– У вас один час, – прорычал мурхун и с грохотом захлопнул входную дверь, с другой стороны.
Когда шаги тюремщиков стихли, девушка рассеянно подошла к брату и опустила ладонь на его лоб. Шабора сильно лихорадило, цвет лица и многочисленные язвы говорили о заражении крови. Он угасал буквально на глазах. Не в силах больше молчать, Морайна его тихонько позвала. Ответа не последовало. Шабор уже находился на грани жизни и смерти, и ей доставило большого труда привести его в сознание. Тяжело открыв веки, он некоторое время просто смотрел на нее, ничего не говоря.

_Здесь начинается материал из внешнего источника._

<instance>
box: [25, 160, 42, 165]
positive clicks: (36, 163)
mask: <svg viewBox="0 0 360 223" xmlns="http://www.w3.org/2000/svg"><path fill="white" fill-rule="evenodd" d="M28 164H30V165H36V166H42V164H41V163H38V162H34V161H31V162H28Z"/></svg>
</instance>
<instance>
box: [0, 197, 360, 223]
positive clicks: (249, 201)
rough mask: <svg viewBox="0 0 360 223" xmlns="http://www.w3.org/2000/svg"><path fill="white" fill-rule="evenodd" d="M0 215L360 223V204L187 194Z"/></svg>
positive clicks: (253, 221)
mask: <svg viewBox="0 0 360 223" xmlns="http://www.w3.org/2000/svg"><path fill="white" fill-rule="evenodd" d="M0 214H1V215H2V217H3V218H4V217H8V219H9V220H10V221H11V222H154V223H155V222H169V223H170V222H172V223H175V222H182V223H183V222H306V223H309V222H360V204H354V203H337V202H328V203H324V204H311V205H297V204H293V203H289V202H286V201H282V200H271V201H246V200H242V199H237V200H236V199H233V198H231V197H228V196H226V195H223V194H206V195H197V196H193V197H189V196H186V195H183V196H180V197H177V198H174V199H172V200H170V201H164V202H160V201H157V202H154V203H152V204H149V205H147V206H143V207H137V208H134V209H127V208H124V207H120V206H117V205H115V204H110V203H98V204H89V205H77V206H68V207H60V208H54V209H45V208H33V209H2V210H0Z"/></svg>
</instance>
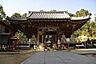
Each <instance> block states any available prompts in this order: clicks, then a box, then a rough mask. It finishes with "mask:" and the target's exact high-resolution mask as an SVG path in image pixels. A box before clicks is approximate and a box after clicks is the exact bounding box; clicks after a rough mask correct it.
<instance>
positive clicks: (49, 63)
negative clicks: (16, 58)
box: [21, 51, 96, 64]
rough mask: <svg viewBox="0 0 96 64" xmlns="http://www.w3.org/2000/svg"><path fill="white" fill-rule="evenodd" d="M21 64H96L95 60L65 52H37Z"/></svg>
mask: <svg viewBox="0 0 96 64" xmlns="http://www.w3.org/2000/svg"><path fill="white" fill-rule="evenodd" d="M21 64H96V59H94V58H92V57H87V56H83V55H78V54H75V53H71V52H67V51H47V52H38V53H35V54H34V55H32V56H31V57H30V58H28V59H26V60H25V61H23V62H22V63H21Z"/></svg>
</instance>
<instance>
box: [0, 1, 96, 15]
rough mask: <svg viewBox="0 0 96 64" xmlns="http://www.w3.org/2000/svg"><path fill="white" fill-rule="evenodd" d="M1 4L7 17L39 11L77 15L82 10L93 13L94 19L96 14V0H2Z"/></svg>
mask: <svg viewBox="0 0 96 64" xmlns="http://www.w3.org/2000/svg"><path fill="white" fill-rule="evenodd" d="M0 4H1V5H2V6H3V8H4V11H5V13H6V15H7V16H11V15H12V14H13V13H17V12H18V13H20V14H23V13H28V11H39V10H44V11H50V10H57V11H68V12H70V13H75V12H76V11H78V10H80V9H82V8H83V9H85V10H88V11H89V12H90V13H92V17H93V16H94V14H96V0H0Z"/></svg>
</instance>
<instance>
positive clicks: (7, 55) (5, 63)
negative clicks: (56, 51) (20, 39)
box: [0, 53, 32, 64]
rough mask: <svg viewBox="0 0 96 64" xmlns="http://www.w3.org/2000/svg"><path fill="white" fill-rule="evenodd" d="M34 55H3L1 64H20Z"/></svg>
mask: <svg viewBox="0 0 96 64" xmlns="http://www.w3.org/2000/svg"><path fill="white" fill-rule="evenodd" d="M31 55H32V53H25V54H4V55H3V54H1V55H0V64H20V63H21V62H22V61H24V60H25V59H27V58H28V57H30V56H31Z"/></svg>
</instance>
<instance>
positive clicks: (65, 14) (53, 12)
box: [28, 11, 70, 19]
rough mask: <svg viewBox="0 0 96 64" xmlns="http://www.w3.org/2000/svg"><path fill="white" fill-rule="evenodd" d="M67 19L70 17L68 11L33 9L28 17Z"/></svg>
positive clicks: (69, 17) (38, 18)
mask: <svg viewBox="0 0 96 64" xmlns="http://www.w3.org/2000/svg"><path fill="white" fill-rule="evenodd" d="M64 18H65V19H67V18H70V16H69V14H68V13H67V12H66V11H32V12H30V13H29V16H28V19H64Z"/></svg>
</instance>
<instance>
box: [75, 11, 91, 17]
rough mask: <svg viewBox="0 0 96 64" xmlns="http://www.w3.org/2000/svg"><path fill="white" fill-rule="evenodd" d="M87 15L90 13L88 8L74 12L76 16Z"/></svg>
mask: <svg viewBox="0 0 96 64" xmlns="http://www.w3.org/2000/svg"><path fill="white" fill-rule="evenodd" d="M87 15H90V13H89V12H88V10H85V9H81V10H80V11H77V12H76V16H77V17H81V16H87Z"/></svg>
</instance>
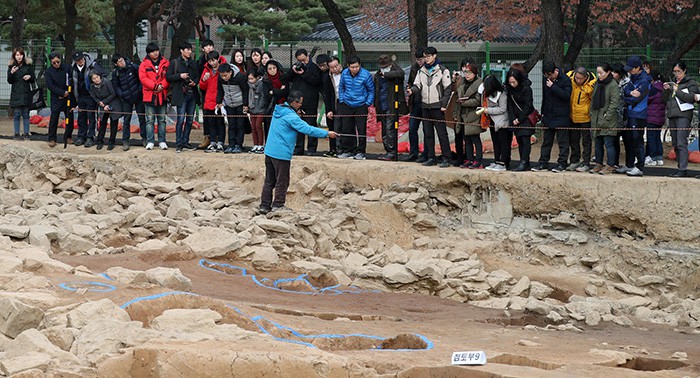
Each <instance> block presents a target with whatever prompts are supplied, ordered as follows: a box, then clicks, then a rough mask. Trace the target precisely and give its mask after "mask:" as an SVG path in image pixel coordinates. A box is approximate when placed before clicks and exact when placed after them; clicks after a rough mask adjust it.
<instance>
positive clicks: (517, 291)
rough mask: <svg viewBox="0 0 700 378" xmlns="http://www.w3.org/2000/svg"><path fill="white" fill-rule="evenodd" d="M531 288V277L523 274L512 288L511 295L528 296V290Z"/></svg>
mask: <svg viewBox="0 0 700 378" xmlns="http://www.w3.org/2000/svg"><path fill="white" fill-rule="evenodd" d="M528 290H530V278H529V277H528V276H522V277H520V279H519V280H518V282H517V283H516V284H515V285H513V287H512V288H510V295H511V296H526V295H525V294H526V293H527V291H528Z"/></svg>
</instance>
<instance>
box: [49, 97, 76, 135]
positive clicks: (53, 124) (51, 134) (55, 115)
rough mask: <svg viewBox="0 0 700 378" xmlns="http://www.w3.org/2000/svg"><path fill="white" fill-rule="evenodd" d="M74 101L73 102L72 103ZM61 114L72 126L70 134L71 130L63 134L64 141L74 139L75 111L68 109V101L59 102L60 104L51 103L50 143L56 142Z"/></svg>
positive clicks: (62, 101)
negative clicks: (74, 111) (62, 115)
mask: <svg viewBox="0 0 700 378" xmlns="http://www.w3.org/2000/svg"><path fill="white" fill-rule="evenodd" d="M73 101H74V100H71V103H72V102H73ZM61 112H63V115H65V116H66V119H67V120H68V122H67V123H68V124H70V125H71V127H70V132H69V128H68V127H66V130H65V131H64V132H63V140H66V139H69V138H71V137H72V135H71V134H72V133H73V109H72V108H71V109H70V110H69V109H68V104H67V103H66V100H59V101H58V102H54V101H51V118H49V142H56V134H57V133H58V119H59V117H60V116H61Z"/></svg>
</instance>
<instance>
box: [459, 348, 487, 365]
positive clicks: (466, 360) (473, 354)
mask: <svg viewBox="0 0 700 378" xmlns="http://www.w3.org/2000/svg"><path fill="white" fill-rule="evenodd" d="M485 364H486V353H484V351H481V350H479V351H472V352H454V353H452V365H485Z"/></svg>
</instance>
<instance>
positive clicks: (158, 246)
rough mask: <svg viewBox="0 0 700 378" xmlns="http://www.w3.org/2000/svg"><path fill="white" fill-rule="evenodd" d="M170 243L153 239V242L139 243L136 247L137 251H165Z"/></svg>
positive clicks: (148, 240)
mask: <svg viewBox="0 0 700 378" xmlns="http://www.w3.org/2000/svg"><path fill="white" fill-rule="evenodd" d="M168 245H169V244H168V243H166V242H164V241H162V240H159V239H151V240H146V241H145V242H143V243H139V244H137V245H136V247H135V248H136V250H137V251H141V252H144V251H160V250H162V249H165V248H167V247H168Z"/></svg>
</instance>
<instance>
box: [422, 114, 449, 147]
mask: <svg viewBox="0 0 700 378" xmlns="http://www.w3.org/2000/svg"><path fill="white" fill-rule="evenodd" d="M423 117H425V118H426V119H424V120H423V150H424V151H425V157H426V158H428V159H434V158H435V132H437V137H438V141H439V142H440V149H441V150H442V158H443V159H446V160H451V159H452V150H451V149H450V139H449V138H448V136H447V126H445V112H443V111H442V110H440V109H426V108H423Z"/></svg>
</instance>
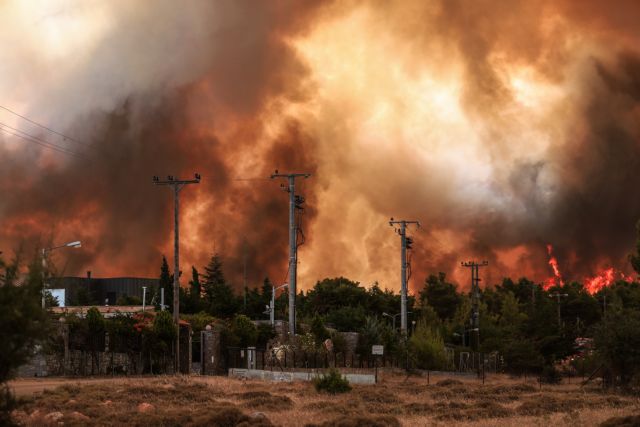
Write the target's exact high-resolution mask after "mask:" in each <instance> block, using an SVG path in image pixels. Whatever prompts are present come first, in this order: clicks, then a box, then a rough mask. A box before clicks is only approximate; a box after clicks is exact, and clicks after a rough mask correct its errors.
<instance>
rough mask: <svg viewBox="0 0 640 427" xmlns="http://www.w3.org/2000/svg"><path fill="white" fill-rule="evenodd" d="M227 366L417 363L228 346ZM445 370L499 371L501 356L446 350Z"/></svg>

– Я тоже не знаю, что сказать… – проронила девушка дрогнувшим голосом. – О, Шабор, что же ты наделал!
Он попытался подняться, но она тотчас перехватила его и мягко опустила обратно.
– Молчи! Прошу, молчи! Просто слушай меня, – выпалила Морайна и отвернулась от брата, украдкой смахнув слезу со щеки. – Мы оба знаем, что ты не жилец. Времени нет ни на что. Я прошу тебя ответить на один вопрос. Всего один!
Она снова отвернулась к стене и, закрыв лицо руками, разрыдалась. Ее плечи содрогались, а в плаче было столько страдания и скорби, что даже невозмутимый бескрылый раб поежился, словно от боли.
Морайна внезапно замерла и подошла к брату, запустив свои крошечные пальцы в его ладонь.
– Шабор, я не могу тебя потерять, – сказала она твердо звенящим в окружающей пустоте голосом. – Ты станешь моим кадвембисом?
Он нашел в себе силы только чтобы моргнуть. Этого было достаточно. Раб, все это время стоявший в стороне, решительно шагнул к столу, на котором лежал истерзанный пленник. Осматривая тело Шабора, он беззвучно шевелил губами и водил раскрытыми ладонями над его головой, ощупывал вены, принюхиваясь и будто вслушиваясь во что-то. Наконец раб выудил из-за пояса костяную игру, и, смочив ее кончик в слюне, он начал наносить на тело Шабора какие-то символы. Его бормотание становилось все громче, но Морайна не могла разобрать ни слова, будто это был не их язык, хотя она совершенно отчетливо понимала, что это не так. Брат лежал на спине, почти не шевелясь, и только его глаза неотрывно следили за ней. В этом взгляде не было ни страха, ни осуждения, ни боли, только принятие. Он тоже сделал свой выбор. Но не тогда, когда его взяли под стражу без боя. Морайне показалось, что он благодарен ей за то, что свой выбор он может сделать сам, здесь, сейчас.
– Приготовь носитель души, – бросил ей через плечо раб. – Когда все начнется, постарайся его не уронить, от этого зависит, насколько сильно вы будете связаны.
Девушка медленно вынула из ножен рапиру, осматривая узорчатую вязь на клинке и рукояти. Это было не просто оружие, а произведение искусства. Брат подарил ей клинок на пятнадцатый день рождения. В каком же восторге она была тогда! Уроки фехтования стали чуть ли не единственным стоящим, по ее собственному мнению, занятием на ближайшие несколько месяцев. Она порхала словно мотылек на тренировочных площадках, срывая аплодисменты толпы изяществом и смертоносной красотой вихря, в который превращалось оружие в ее руках. Никогда Морайна не расставалась с клинком, но сейчас впервые в жизни она не чувствовала себя уверенной сжимая его холодную рукоять.
Шабора изогнуло с ужасающим хрустом, озноб перешел в лихорадку, и скоро конвульсии стали такими сильными, что ходил ходуном даже тяжелый пыточный стол. Он распахнул рот, но вместо крика издал лишь протяжный свист, переходящий в приступы кашля. Раб все громче шептал свой заговор, а игла в его руках продолжала вычерчивать какие-то символы, оставляя глубокие порезы на коже. Напряжение в камере достигло своего пика, а воздух потрескивал, будто перед грозой, когда раб повернулся к Морайне и что-то прокричал. Она не поняла его и попыталась шагнуть вперед, но ноги отказывались слушаться. Девушка снова дернулась и едва не упала, в последний момент успев сохранить равновесие. Плиты пола стали неразличимы, скрываемые какой-то желтой дымкой. Морайна вскинула руку, прикрывая глаза, которые от внезапно появившейся рези нещадно жгло. Не было видно даже стен зала, в котором они находились. Вокруг бушевал неистовый песчаный вихрь, сплошной стеной отгораживая не только тюрьму, но и будто весь остальной мир. Мир живых.